Luke 2:19 But Mary treasured up all these things and pondered them in her heart.
When was the last time you did any pondering? With the way everything moves so quickly, it is hard to find time to ponder anymore. Social media makes it easy to be emotionally moved by love/anger/fear/sadness/empathy one moment and laugh at silly cats talking about cheeseburgers the next. How is it that we can shift gears so quickly? The emotion barely has time to set in before we are scrolling on to the next thing. As disturbing as this might seem, the information we are reading and the stories we are moved by mostly have to do with the lives and experiences of other people, sometimes people we’ve never met who live on the other side of the globe. It is easier to keep them at arm’s length and only allow them to touch our emotions on the surface. Still it is troubling that we interact with so many deep needs with so little thought. Possibly more troubling is the thought that we could be losing the art of thinking and feeling deeply about things in our own lives.
It might just be me, but when things get busy, during the holidays or toward the middle of each school year, I function with very little deep thought from day to day. I follow the commands of my calendar, moving from one appointment and event to the next without any time to process what I have just experienced. Like scrolling through Facebook, I can find myself keeping the story of my own life at arm’s length and the events of my day from drawing any deep thought.
With all that was happening in her life, the announcement of the angel, the trip to see her cousin Elizabeth, the return and Joseph coming to take her to his home, the journey to Bethlehem for the census, Mary took time to ponder. Perhaps in the stillness of a baby sleeping after the shepherds had left in the early morning hours. Maybe in the days to come as she experienced first-hand feeding a baby from her body, sleeping 45 minutes at a time, changing for-real clothe diapers. Definitely as they met Anna and Simeon in the temple after the time of purification to dedicate little Jesus as a firstborn son. She actively stored up these experiences and pondered them in her heart.

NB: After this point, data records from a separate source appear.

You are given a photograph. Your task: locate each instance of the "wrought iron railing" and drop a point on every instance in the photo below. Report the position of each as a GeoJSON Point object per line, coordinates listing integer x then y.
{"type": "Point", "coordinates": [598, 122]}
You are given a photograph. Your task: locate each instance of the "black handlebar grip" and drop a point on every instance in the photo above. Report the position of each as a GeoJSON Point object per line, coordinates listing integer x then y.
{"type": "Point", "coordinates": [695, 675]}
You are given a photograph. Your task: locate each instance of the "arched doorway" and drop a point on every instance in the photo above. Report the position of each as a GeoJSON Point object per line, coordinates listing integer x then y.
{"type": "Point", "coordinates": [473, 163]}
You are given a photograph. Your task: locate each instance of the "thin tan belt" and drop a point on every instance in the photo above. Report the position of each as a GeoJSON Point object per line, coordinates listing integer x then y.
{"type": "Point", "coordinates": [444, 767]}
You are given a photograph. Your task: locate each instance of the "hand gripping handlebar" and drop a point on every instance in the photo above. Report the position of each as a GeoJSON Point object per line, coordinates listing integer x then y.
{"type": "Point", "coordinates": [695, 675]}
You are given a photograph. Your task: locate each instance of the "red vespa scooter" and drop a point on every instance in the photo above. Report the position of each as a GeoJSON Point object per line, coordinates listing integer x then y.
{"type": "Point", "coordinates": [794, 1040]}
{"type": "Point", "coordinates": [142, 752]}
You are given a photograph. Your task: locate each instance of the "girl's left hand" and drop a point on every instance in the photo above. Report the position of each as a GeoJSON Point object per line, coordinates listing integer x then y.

When we ponder, we establish memories. The stories we tell ourselves and others about the events in our lives are the ones we keep for years to come. Moments that we pass over without a thought are gone forever, but those we choose to reflect upon are treasures that last.
What is happening in your life right now that could use some mulling over? What treasures are you brushing off for more pressing demands of work, or the louder demand from the buzz of your phone? For those of us who don’t check our phones that much, maybe it’s using the radio or TV to drown out the silence. A little of that is ok, but if we find ourselves simply filling space with meaningless activity then we need to reevaluate. With all of this filler, we forget to feed our souls.
By contrast, when we remind ourselves of God at work in our lives, when we turn our hearts to gratitude for all we have and all God has done for us, when we take time to ponder, we find the deep joy God offers to us in himself.
Scientific studies have recently shown that what we ponder makes a difference in the ways our brains function, carving neural pathways so that the thoughts we think a lot, we continue to think a lot. Like driving home and forgetting how you got there, our mind follows pathways that are familiar without our direction. It works with gratitude, being thankful as a practice makes it easier to see things to be thankful for and reinforce the gratitude. The same is true if we think about what God has done for us and is doing in our lives. Wouldn’t it be great to have gratitude and joy as our autopilot response? When we tune our minds to perceive God at work and find even more to ponder.
God gives us a lot to think about. We can start with what he did for people in ages past, recorded in the Bible. What he has done for all of humanity and the world in coming in the flesh to walk among us in the person of Jesus. Redemption. Grace. Mercy. Love. We can move on to how this plays out in our daily lives specifically. His giving us family and friends. The job that feeds us. The children that fill our homes with cheerful noise. The animals and pets that provide such loving companionship. The friends close by whose care and concern for us shines bright. The warmth of love transmitted from loved ones who are far away in cards, pictures and letters. A bird outside our window. The sun shining, the breeze blowing, the glint of light off of the snow, the break in the clouds. All can be reminders of God’s love and care.
God has done such great things for us, let us not set aside his blessings for fleeting pleasures, busy schedules and mindless lives. Let’s take time to ponder, and in that act of pondering store up treasures of memories and grace.
Philippians 4:8 “Finally, brothers and sisters, whatever is true, whatever is noble, whatever is right, whatever is pure, whatever is lovely, whatever is admirable—if anything is excellent or praiseworthy—think about such things.”